Daniel Roy Greenfeld

Daniel Roy Greenfeld

About | Articles | Books | Jobs | News | Tags

We need more PyCon US 2013 submissions!

The PyCon US 2013 call for papers (CFP) ends tomorrow, September 28th, 2012. We need more talk and tutorial submissions. Talks are 30 or 45 minute efforts in front of the PyCon audience and are recorded for posterity. Tutorials are three hours long and are given to attendees who have paid an additional fee in order to slurp in knowledge from the masters.

On the 3 hour tutorial side of things, we especially need more Intro to Python level submission. That means getting beginners up to speed on basic Python techniques, so they can then exploit the other tutorials, conference, and sprints to their full advantage.

Now onto some questions...

  1. I would like to give a tutorial but it's so much work to put together 3 hours of quality content.

The organizers of PyCon recognize that putting together a quality tutorial is an amazing amount of work. Which is why tutorial presenters are compensated for their effort.

  1. What is the most likely length talk to be accepted? 30 minutes or 45 minutes?

The vast majority of PyCon sessions are 30 minutes long, so 45 minute slots are rare and valuable commodities. So if your talk needs to be 45 minutes long your proposal has to really speak to the PyCon talk reviewers.

Not only that, if reviewers send you information requests for any duration talk or tutorial, you dramatically increase your odds of talk acceptance with timely responses.
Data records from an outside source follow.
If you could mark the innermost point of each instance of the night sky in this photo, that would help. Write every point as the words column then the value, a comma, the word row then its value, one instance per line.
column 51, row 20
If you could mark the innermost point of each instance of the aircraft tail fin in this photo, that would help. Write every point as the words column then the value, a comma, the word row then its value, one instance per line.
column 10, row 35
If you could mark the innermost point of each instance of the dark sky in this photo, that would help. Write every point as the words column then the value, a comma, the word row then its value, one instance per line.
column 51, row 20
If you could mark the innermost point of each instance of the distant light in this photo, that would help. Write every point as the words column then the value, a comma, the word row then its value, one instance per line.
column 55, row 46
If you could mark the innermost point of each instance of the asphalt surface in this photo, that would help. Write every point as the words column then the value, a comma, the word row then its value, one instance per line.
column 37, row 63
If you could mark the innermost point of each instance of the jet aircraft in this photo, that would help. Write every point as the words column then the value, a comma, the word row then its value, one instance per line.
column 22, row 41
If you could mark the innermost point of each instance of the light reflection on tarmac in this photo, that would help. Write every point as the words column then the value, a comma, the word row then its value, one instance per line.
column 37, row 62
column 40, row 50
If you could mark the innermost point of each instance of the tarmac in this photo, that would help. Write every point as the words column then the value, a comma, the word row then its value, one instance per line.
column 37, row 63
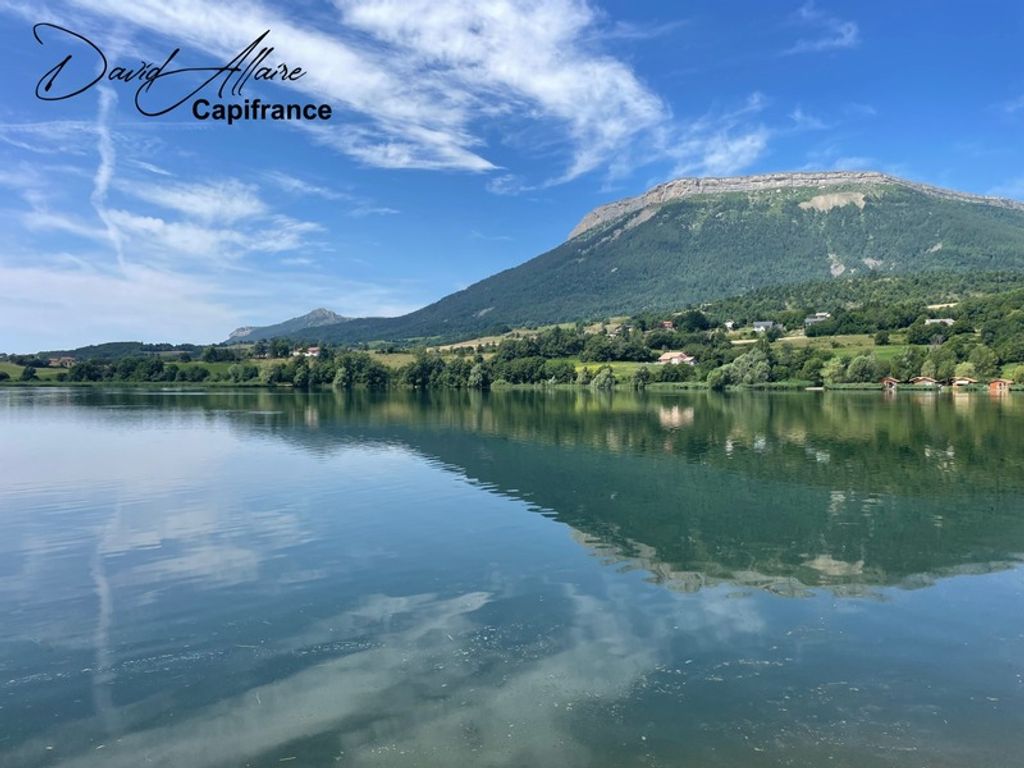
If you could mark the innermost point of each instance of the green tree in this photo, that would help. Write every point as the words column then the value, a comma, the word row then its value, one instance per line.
column 604, row 379
column 985, row 361
column 478, row 378
column 641, row 377
column 834, row 371
column 966, row 371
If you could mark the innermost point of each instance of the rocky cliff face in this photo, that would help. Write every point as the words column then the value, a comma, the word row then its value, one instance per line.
column 685, row 187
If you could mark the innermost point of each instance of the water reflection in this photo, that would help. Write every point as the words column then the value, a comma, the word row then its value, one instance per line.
column 509, row 579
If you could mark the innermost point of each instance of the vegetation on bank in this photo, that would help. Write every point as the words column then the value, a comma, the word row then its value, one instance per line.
column 894, row 330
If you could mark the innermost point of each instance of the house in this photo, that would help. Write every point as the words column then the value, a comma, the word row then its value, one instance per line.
column 676, row 358
column 999, row 386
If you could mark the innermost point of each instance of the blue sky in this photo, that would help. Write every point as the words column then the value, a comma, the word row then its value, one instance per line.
column 466, row 138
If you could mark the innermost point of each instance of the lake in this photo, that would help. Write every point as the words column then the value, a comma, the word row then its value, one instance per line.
column 510, row 579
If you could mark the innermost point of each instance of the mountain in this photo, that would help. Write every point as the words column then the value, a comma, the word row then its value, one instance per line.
column 695, row 240
column 296, row 327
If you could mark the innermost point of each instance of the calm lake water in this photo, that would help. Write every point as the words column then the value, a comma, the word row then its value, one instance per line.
column 514, row 579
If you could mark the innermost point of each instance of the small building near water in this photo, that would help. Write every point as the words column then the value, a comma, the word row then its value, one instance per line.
column 999, row 386
column 964, row 381
column 676, row 358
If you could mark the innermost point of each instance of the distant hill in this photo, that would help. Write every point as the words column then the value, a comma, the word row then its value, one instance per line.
column 297, row 327
column 704, row 239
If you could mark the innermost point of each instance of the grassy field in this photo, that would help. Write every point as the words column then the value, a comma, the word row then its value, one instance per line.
column 14, row 371
column 851, row 344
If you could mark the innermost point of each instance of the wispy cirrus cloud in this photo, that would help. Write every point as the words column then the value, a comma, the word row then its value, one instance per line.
column 829, row 32
column 720, row 143
column 224, row 200
column 418, row 84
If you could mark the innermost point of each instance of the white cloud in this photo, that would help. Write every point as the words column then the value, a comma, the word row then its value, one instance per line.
column 720, row 144
column 104, row 306
column 523, row 55
column 830, row 33
column 222, row 201
column 296, row 185
column 805, row 121
column 1014, row 105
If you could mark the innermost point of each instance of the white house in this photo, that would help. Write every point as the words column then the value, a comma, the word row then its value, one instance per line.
column 676, row 358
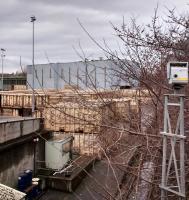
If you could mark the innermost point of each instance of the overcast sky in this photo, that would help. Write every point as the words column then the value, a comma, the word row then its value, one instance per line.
column 57, row 29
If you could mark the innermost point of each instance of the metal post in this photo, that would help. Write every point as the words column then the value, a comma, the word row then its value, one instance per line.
column 164, row 149
column 182, row 150
column 33, row 19
column 2, row 65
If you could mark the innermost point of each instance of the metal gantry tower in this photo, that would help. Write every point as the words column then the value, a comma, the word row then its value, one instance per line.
column 173, row 163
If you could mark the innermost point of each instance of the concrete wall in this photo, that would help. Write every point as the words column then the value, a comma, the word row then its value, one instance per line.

And, as said before, PyCon really needs more introductory level Python tutorial submissions.

  1. I would like to present a talk or tutorial but I can't afford to come to PyCon.
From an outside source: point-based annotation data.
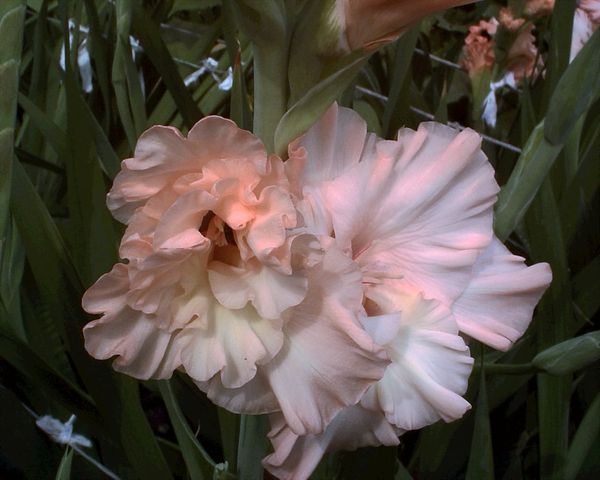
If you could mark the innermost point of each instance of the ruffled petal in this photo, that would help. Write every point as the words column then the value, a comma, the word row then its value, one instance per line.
column 327, row 360
column 254, row 397
column 109, row 292
column 295, row 457
column 420, row 208
column 498, row 304
column 269, row 291
column 429, row 370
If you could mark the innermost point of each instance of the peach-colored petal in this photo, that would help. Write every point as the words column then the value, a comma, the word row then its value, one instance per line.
column 273, row 214
column 498, row 304
column 163, row 154
column 109, row 293
column 328, row 360
column 269, row 291
column 508, row 20
column 254, row 397
column 421, row 209
column 539, row 7
column 592, row 8
column 479, row 50
column 367, row 24
column 179, row 226
column 295, row 457
column 429, row 370
column 142, row 349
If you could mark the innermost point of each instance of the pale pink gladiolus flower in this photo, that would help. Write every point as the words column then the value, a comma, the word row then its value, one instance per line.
column 218, row 285
column 368, row 24
column 415, row 214
column 523, row 55
column 583, row 28
column 478, row 52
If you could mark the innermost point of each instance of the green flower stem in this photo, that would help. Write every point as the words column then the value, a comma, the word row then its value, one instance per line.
column 270, row 90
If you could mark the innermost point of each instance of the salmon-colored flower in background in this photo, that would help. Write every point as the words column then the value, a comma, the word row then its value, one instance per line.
column 368, row 24
column 523, row 58
column 479, row 50
column 217, row 286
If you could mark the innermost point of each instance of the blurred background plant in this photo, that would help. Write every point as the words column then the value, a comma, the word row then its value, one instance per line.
column 81, row 80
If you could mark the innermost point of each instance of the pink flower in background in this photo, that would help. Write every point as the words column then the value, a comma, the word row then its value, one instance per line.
column 219, row 286
column 479, row 50
column 585, row 22
column 415, row 215
column 522, row 59
column 368, row 24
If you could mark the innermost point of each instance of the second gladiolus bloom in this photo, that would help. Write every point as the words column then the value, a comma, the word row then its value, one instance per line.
column 334, row 291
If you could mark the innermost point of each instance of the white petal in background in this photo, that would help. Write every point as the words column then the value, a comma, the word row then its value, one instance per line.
column 295, row 457
column 419, row 208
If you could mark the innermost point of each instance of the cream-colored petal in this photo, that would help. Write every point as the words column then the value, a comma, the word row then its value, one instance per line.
column 254, row 397
column 328, row 149
column 109, row 292
column 179, row 225
column 232, row 342
column 498, row 304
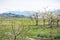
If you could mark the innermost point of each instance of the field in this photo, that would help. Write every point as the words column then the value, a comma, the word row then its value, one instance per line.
column 24, row 28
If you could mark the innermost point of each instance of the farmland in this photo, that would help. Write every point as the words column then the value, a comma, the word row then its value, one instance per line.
column 25, row 28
PyCon's financial aid program is said to favor accepted speakers to PyCon. They really want you to come!

  1. I would like to present but I can't come up with a good idea!
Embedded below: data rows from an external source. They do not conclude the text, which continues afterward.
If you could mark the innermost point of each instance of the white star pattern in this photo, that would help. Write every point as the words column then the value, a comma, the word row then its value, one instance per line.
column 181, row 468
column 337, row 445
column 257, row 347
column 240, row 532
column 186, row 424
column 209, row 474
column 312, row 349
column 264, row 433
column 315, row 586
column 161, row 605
I had this problem as well! Then I looked at the Suggested Tutorial Topics and got some ideas.

  1. Ack! I've got a talk idea but it's going to take me too much time to put it together!

Submit the talk anyway before the talk and in fields you aren't ready to fill in, simply put 'TBD'. Then over the course of the next few days replace TBD with real material. Don't wait too long though to fix those TBDs, no more than a week!

  1. I'm a beginner/nobody in the community, is there any chance my proposal will get accepted?

Absolutely!

The PyCon talk/tutorial reviewers love to see new people present. While experienced/proven speakers have an edge, good talk/tutorial proposals from promising candidates can make it into the conference. Carefully double-check your submission, be responsive to reviewers, and stay positive. I'm not saying you will get in, but I am saying it's worth the effort.

Good luck!

PyCon 2013 is going to be bigger and better than any previous year. That's because we pull together as a community to run an amazing event that is known to jumpstart careers and cause amazing life changes. We can't do this without you, so hurry up on your PyCon US 2013 submissions!